Scanning the titles of blog posts over the past few weeks, I’ve seen a number of people touting Hillary Clinton for one reason or another. It always seems to boil down to “strategery”–some sort of calculus that states, no matter what we think of her personally, HRC is the Dem who can win. For the most part, I stay out of those discussion. Once you’ve said “No way, no how am I ever going to support her!”, and ticked off the reasons, what is there to say?
But the bottom line is this–no matter how well Hillary does in debates, or how “electable” she is deemed to be, I can’t overlook this unsightly growth she has attached to her candidacy. Not even if she does a complete turnaround and actually apologizes for her Iraq vote. That would be nice, but if she doesn’t have that thing removed, it would be for naught.
“That thing” is James Carville. A trip via the wayback machine to November 2006 reminds us…
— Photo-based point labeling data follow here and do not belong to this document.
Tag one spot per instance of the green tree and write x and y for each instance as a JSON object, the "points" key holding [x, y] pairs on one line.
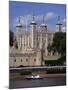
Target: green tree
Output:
{"points": [[59, 43]]}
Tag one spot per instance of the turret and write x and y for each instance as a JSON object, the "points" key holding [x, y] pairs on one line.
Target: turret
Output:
{"points": [[33, 32], [58, 25], [18, 33], [43, 26]]}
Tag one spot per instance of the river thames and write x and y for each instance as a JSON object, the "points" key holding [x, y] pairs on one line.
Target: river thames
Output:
{"points": [[45, 82]]}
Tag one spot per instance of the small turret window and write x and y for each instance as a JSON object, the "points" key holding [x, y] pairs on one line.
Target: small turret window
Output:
{"points": [[14, 60]]}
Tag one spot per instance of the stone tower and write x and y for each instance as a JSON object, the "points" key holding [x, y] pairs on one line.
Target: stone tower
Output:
{"points": [[43, 27], [58, 25], [18, 33], [33, 32]]}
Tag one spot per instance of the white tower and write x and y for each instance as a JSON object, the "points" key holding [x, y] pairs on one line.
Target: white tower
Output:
{"points": [[58, 25], [19, 34], [43, 26], [33, 32]]}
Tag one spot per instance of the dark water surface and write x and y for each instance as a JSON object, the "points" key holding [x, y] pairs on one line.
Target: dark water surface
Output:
{"points": [[45, 82]]}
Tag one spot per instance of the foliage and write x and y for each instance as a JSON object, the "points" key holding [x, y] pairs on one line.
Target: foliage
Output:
{"points": [[59, 43]]}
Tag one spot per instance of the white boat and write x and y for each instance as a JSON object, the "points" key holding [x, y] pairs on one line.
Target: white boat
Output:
{"points": [[34, 77]]}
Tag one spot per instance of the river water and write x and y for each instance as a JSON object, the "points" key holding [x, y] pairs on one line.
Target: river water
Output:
{"points": [[45, 82]]}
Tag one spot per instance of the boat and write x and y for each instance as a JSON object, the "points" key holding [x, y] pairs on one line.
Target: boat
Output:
{"points": [[34, 77]]}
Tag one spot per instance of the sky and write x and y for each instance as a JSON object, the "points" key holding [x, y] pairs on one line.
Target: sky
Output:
{"points": [[24, 10]]}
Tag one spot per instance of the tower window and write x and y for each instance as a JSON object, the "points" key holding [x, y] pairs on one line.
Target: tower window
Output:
{"points": [[34, 60], [14, 60], [21, 60]]}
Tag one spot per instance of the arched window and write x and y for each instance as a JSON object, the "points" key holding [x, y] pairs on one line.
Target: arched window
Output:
{"points": [[21, 60], [14, 60], [34, 60]]}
Carville Says Dems Should Dump Dean over “Rumsfeldian” Incompetence
What James Carville refuses to “get”, no matter how hard we might try to (proverbially) shake him, is that this isn’t about Howard Dean, no matter what he might think of Howard as a person. Attack Howard, and you attack all of those who supported him for DNC Chair. Whether or not they liked Howard personally, a lot of Democrats agreed with the 50-state strategy he promised. And they agree with him when he said things like this about the effect the internet has had on politics
It is an extraordinary evolution. An extraordinary evolution. Essentially it means that politicians have to acknowledge something that’s been true for a long time. Which is, power is loaned to us–we don’t own the power, and we need to earn the power every two years.
Does James Carville believe that? I doubt it. I imagine he must live in fear of the day that the majority of Americans actually start to think that way.